Namun, warisannya akan tetap dikaitkan dengan langkah agresifnya menuntut tokoh-tokoh seperti mantan Direktur FBI James Comey dan Jaksa Agung New York Letitia James.
Respons dan Suksesi
Menanggapi pemberhentiannya, Bondi menyatakan bahwa memimpin upaya hukum di bawah arahan Trump adalah kehormatan seumur hidup.
"Memimpin upaya bersejarah Presiden Trump untuk membuat Amerika lebih aman merupakan kehormatan terbesar saya. Saya akan terus berjuang untuk Presiden Trump dan pemerintahan ini di peran baru nanti," ujar Bondi dalam pernyataan resminya.
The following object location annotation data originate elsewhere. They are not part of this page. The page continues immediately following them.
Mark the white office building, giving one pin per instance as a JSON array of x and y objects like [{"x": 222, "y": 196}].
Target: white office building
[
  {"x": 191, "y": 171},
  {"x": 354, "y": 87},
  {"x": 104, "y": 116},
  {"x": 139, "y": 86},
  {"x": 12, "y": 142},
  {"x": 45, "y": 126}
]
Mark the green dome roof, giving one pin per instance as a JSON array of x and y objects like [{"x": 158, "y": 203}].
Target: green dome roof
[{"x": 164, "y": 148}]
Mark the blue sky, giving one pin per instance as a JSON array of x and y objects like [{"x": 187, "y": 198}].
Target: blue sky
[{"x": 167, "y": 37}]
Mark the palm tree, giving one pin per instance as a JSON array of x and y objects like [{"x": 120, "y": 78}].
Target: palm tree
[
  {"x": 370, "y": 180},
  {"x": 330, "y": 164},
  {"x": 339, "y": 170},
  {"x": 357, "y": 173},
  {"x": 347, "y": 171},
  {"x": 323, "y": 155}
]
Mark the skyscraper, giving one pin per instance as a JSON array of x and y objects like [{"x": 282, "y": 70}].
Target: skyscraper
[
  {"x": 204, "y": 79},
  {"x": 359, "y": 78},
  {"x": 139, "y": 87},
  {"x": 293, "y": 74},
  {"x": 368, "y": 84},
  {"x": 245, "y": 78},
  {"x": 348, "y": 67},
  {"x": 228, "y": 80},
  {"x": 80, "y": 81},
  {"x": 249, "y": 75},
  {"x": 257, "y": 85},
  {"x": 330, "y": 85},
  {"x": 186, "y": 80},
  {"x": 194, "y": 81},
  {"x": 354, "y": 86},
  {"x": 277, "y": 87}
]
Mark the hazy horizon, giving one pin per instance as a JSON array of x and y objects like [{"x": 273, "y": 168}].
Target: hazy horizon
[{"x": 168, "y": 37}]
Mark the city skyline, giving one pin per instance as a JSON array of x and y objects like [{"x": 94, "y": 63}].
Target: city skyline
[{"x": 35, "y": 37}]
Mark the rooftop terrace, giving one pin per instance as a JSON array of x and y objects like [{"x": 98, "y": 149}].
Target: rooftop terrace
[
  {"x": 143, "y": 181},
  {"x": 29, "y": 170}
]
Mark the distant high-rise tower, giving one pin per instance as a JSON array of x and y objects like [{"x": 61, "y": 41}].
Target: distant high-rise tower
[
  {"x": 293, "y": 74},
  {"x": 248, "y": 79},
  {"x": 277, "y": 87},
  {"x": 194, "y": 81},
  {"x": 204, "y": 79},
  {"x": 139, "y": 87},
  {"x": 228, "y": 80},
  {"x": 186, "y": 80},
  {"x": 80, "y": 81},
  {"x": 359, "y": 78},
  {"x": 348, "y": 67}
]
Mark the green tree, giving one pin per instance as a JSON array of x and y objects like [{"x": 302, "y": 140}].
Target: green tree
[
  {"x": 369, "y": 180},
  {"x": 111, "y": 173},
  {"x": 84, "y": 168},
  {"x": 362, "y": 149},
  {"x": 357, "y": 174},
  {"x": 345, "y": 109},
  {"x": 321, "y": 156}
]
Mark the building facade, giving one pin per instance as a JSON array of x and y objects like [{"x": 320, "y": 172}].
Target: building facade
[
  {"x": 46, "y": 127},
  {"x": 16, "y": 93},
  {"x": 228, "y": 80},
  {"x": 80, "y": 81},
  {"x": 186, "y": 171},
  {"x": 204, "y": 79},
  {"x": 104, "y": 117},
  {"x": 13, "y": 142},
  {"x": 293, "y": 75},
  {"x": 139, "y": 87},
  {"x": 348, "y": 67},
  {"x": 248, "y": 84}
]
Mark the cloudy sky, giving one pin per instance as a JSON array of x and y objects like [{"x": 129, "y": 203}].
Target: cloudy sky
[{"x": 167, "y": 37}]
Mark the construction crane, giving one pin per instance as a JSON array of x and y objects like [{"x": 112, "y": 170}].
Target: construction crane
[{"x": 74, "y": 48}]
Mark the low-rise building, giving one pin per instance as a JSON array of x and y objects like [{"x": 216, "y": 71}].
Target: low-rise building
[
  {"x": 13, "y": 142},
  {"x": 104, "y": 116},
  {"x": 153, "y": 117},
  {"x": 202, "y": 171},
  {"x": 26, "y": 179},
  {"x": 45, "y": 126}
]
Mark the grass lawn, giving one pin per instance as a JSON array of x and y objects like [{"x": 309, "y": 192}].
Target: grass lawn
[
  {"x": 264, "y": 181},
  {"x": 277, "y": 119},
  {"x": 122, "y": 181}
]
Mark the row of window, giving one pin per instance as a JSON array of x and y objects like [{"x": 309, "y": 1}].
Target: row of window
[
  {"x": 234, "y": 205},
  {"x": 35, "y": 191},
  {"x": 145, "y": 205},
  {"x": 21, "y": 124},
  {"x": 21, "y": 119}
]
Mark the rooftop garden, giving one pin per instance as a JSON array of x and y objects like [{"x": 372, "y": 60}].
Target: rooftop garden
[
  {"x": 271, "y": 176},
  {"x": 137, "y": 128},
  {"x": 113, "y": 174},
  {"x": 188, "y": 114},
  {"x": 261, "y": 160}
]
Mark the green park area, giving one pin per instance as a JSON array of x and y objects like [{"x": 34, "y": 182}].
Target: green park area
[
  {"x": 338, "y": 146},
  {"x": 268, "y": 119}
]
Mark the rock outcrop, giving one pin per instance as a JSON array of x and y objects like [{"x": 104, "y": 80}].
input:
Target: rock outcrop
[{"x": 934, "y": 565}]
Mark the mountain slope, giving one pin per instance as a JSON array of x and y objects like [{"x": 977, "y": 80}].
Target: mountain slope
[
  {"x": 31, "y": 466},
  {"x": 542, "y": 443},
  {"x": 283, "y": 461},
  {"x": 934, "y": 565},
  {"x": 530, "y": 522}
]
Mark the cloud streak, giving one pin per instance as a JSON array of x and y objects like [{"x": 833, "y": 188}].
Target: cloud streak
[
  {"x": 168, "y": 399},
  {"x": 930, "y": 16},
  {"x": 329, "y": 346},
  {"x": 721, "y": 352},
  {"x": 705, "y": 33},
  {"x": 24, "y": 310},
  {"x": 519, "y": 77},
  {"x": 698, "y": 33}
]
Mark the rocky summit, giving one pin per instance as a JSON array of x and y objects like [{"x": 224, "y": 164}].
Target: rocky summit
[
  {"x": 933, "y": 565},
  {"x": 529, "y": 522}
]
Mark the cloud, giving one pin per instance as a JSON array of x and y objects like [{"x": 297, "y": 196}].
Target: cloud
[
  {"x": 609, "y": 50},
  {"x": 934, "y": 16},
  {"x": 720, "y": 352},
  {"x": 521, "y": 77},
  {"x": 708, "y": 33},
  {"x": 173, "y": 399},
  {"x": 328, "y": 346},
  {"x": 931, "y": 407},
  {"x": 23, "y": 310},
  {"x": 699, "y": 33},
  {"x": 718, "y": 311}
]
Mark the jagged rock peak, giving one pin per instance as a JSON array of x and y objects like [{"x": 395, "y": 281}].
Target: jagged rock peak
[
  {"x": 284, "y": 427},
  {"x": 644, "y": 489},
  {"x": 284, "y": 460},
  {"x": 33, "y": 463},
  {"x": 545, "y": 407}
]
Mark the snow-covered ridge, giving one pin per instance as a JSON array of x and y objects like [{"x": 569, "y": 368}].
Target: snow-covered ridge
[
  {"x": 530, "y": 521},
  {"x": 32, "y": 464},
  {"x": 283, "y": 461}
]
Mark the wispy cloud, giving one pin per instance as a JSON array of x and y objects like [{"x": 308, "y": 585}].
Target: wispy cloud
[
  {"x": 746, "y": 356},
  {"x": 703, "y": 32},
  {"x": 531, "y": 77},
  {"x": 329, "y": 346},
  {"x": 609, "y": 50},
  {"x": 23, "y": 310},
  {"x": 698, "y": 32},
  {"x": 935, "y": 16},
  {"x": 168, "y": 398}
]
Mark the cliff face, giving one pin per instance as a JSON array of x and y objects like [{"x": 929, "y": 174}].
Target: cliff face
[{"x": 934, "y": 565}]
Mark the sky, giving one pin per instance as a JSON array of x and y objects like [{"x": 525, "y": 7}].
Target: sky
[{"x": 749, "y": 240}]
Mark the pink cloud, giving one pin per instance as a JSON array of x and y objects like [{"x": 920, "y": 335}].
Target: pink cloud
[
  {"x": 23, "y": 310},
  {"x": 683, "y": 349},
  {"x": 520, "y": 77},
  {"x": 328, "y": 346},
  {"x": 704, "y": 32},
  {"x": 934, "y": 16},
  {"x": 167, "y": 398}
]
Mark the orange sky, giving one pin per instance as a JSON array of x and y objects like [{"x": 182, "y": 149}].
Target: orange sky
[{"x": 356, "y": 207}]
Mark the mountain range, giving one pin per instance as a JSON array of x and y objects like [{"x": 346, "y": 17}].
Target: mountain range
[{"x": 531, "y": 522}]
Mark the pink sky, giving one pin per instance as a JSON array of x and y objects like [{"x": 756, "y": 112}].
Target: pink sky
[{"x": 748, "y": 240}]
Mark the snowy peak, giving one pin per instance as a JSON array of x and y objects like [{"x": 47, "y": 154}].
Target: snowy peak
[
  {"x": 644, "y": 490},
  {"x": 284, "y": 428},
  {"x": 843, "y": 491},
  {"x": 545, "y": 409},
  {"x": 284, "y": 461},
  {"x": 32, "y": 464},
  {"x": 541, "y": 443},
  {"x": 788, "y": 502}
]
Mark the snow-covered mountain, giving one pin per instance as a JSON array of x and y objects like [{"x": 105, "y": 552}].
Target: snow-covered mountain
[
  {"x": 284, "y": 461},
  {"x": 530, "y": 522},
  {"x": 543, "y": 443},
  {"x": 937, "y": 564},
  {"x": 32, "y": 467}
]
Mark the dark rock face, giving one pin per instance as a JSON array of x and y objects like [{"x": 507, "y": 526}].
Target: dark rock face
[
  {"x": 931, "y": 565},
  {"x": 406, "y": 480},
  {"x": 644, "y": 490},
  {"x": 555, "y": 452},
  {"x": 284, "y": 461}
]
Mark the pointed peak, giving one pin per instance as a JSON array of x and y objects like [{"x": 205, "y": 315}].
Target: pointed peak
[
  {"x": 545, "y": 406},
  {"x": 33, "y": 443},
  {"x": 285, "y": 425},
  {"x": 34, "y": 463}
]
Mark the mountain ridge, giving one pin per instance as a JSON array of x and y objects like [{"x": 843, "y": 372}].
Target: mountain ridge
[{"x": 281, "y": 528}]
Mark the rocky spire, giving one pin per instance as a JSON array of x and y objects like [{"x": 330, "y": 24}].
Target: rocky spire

Untuk mengisi kekosongan tersebut, Trump menunjuk Deputi Jaksa Agung Todd Blanche sebagai Pelaksana Tugas (Plt) Jaksa Agung.
Sementara itu, nama Lee Zeldin, mantan anggota Kongres New York yang saat ini memimpin EPA, disebut-sebut sebagai kandidat kuat untuk posisi permanen.
Tekanan dari Capitol Hill
Langkah pemecatan ini tidak serta-merta membebaskan Bondi dari pengawasan legislatif. Anggota Partai Demokrat di Komite Pengawasan DPR menegaskan bahwa jadwal kesaksian Bondi terkait berkas Epstein tetap berlaku.
"Pam Bondi dan Donald Trump mungkin berpikir pemecatan ini membebaskannya dari kewajiban bersaksi. Mereka salah," tegas Robert Garcia, anggota senior komite tersebut.
Pemecatan Bondi menandai menteri kabinet kedua yang digulingkan dalam beberapa pekan terakhir, menyusul pemberhentian Kepala Keamanan Dalam Negeri Kristi Noem pada awal Maret.